O melhor deste método é que é muito fácil de aplicar e tem um custo muito reduzido, além de ser limpo e sustentável", explicou Miguel Ribot, responsável técnico do Urban River Lab do CEAB.

O CEAB, que tem sede em Girona, Espanha, aponta o excesso de nitratos como o grande problema das águas fluviais. A concentração deste tipo de químicos diminui a quantidade de oxigénio na água e favorece a proliferação de microalgas.

Os cientistas já começaram a utilizar a técnica de forma experimental, em parques urbanos de Barcelona.

Para que o tratamento da água funcione, as fábricas produtoras de cerveja terão apenas de verter os resíduos da elaboração de cerveja para os esgotos.

Consegue-se incrementar até 40% as taxas desnitrificação bacteriana, a principal responsável por eliminar os nitratos na água no meio ambiente”, revela o estudo.
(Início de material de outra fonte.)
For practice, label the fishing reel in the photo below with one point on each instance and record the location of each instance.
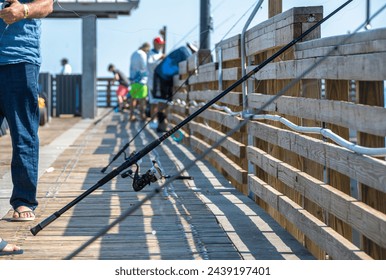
(151, 176)
(4, 5)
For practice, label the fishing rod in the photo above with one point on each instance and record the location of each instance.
(151, 176)
(123, 149)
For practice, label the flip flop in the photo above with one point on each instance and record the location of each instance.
(3, 244)
(23, 219)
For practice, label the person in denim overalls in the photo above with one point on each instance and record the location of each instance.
(19, 71)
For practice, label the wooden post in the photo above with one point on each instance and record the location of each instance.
(108, 92)
(312, 89)
(371, 93)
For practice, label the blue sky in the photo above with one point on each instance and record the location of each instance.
(119, 38)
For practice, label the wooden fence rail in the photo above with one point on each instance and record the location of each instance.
(330, 198)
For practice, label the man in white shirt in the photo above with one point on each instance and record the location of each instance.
(66, 67)
(154, 57)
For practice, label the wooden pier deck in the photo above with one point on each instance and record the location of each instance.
(205, 218)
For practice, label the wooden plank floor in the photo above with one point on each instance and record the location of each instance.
(204, 218)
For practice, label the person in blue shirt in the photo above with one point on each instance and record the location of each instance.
(19, 71)
(138, 79)
(163, 80)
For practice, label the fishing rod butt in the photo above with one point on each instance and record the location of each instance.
(184, 178)
(35, 230)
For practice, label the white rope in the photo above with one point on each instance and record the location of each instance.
(327, 133)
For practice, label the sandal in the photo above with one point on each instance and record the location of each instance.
(23, 219)
(4, 244)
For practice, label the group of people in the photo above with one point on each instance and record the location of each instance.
(150, 72)
(150, 83)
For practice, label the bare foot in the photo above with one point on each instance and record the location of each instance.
(9, 249)
(23, 213)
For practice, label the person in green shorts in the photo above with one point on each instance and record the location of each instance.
(138, 78)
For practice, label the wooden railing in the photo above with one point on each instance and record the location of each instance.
(330, 198)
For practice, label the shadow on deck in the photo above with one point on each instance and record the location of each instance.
(205, 218)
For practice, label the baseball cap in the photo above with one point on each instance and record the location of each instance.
(159, 40)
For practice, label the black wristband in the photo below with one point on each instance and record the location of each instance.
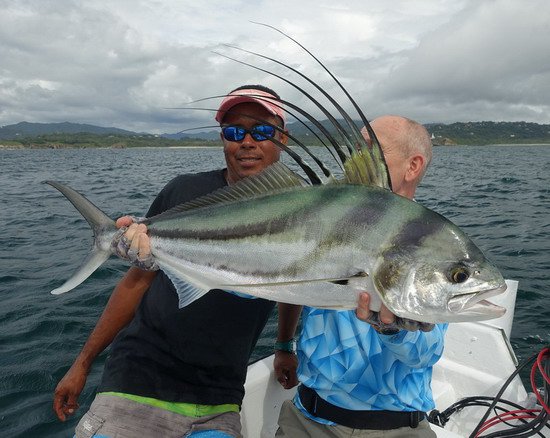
(288, 346)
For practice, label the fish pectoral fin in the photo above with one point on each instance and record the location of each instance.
(187, 292)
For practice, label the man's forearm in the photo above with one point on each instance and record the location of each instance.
(118, 312)
(289, 314)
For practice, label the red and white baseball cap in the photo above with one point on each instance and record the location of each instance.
(254, 95)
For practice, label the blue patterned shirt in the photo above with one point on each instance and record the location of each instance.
(351, 365)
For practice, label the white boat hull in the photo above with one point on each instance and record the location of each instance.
(477, 360)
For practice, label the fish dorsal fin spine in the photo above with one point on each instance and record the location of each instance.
(272, 179)
(366, 167)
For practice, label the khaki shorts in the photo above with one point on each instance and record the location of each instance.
(293, 424)
(112, 416)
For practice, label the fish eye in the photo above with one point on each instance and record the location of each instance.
(459, 275)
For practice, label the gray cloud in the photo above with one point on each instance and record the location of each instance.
(124, 63)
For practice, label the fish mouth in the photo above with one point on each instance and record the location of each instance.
(476, 303)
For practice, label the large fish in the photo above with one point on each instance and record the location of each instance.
(276, 237)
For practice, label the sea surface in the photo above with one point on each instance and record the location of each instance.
(500, 195)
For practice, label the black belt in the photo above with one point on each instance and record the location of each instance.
(376, 420)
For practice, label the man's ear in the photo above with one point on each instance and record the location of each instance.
(416, 165)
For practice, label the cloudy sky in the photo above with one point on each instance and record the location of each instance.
(127, 63)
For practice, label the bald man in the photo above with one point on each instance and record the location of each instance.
(354, 379)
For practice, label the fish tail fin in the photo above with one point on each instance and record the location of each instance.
(102, 226)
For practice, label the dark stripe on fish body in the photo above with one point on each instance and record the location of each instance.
(276, 224)
(416, 230)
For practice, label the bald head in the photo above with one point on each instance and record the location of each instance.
(407, 149)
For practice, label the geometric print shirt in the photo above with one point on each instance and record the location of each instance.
(351, 365)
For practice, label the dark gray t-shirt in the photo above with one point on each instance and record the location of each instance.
(197, 354)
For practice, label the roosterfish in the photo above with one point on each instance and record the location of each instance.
(317, 243)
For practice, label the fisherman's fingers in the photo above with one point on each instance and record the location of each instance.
(413, 326)
(363, 311)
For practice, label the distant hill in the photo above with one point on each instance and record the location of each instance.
(26, 129)
(474, 133)
(480, 133)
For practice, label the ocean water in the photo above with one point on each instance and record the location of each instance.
(500, 195)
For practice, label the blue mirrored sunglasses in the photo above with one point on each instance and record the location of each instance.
(258, 132)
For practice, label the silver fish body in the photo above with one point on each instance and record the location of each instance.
(321, 245)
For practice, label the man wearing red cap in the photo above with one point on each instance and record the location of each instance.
(179, 372)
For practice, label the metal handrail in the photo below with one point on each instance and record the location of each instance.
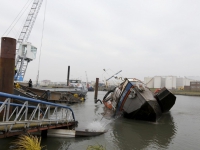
(35, 100)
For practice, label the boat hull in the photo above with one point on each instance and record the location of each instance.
(138, 102)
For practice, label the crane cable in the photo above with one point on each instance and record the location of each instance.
(41, 44)
(22, 11)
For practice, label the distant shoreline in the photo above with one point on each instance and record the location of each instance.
(186, 93)
(182, 92)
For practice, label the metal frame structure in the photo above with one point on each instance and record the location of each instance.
(21, 61)
(20, 118)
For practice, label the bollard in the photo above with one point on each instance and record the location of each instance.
(96, 90)
(7, 65)
(68, 73)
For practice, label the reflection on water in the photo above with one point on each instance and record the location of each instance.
(141, 134)
(178, 129)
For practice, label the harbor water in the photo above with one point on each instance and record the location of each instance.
(178, 129)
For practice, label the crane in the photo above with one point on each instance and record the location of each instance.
(114, 75)
(25, 51)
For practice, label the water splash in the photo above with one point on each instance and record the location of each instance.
(97, 126)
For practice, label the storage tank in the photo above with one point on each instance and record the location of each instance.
(179, 83)
(157, 82)
(149, 81)
(163, 82)
(170, 82)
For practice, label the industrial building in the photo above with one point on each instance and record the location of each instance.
(171, 82)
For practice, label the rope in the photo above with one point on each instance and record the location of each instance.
(41, 43)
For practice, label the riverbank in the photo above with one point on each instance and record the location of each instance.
(182, 92)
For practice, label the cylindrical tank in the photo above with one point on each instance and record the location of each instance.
(157, 82)
(149, 81)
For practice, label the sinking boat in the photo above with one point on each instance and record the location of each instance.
(134, 100)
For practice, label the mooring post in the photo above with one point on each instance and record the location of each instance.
(7, 65)
(44, 133)
(68, 73)
(96, 90)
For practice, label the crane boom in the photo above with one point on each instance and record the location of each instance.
(113, 75)
(30, 20)
(22, 61)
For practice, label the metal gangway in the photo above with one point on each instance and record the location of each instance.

Segundo esta investigação, que foi publicada na revista Environmental Science and Technology, o método também poderá passar pelo aproveitamento dos restos orgânicos da poda realizada em plantas aquáticas utilizadas nos sistemas de limpeza das estações de tratamento de águas residuais.

A má qualidade da água pode afetar as bacias hidrográficas, bem como os ecossistemas envolventes. O rio Tejo, que Portugal partilha com Espanha, tem revelado graves problemas relativos à fauna e flora, que poderão decorrer da contaminação das águas fluviais.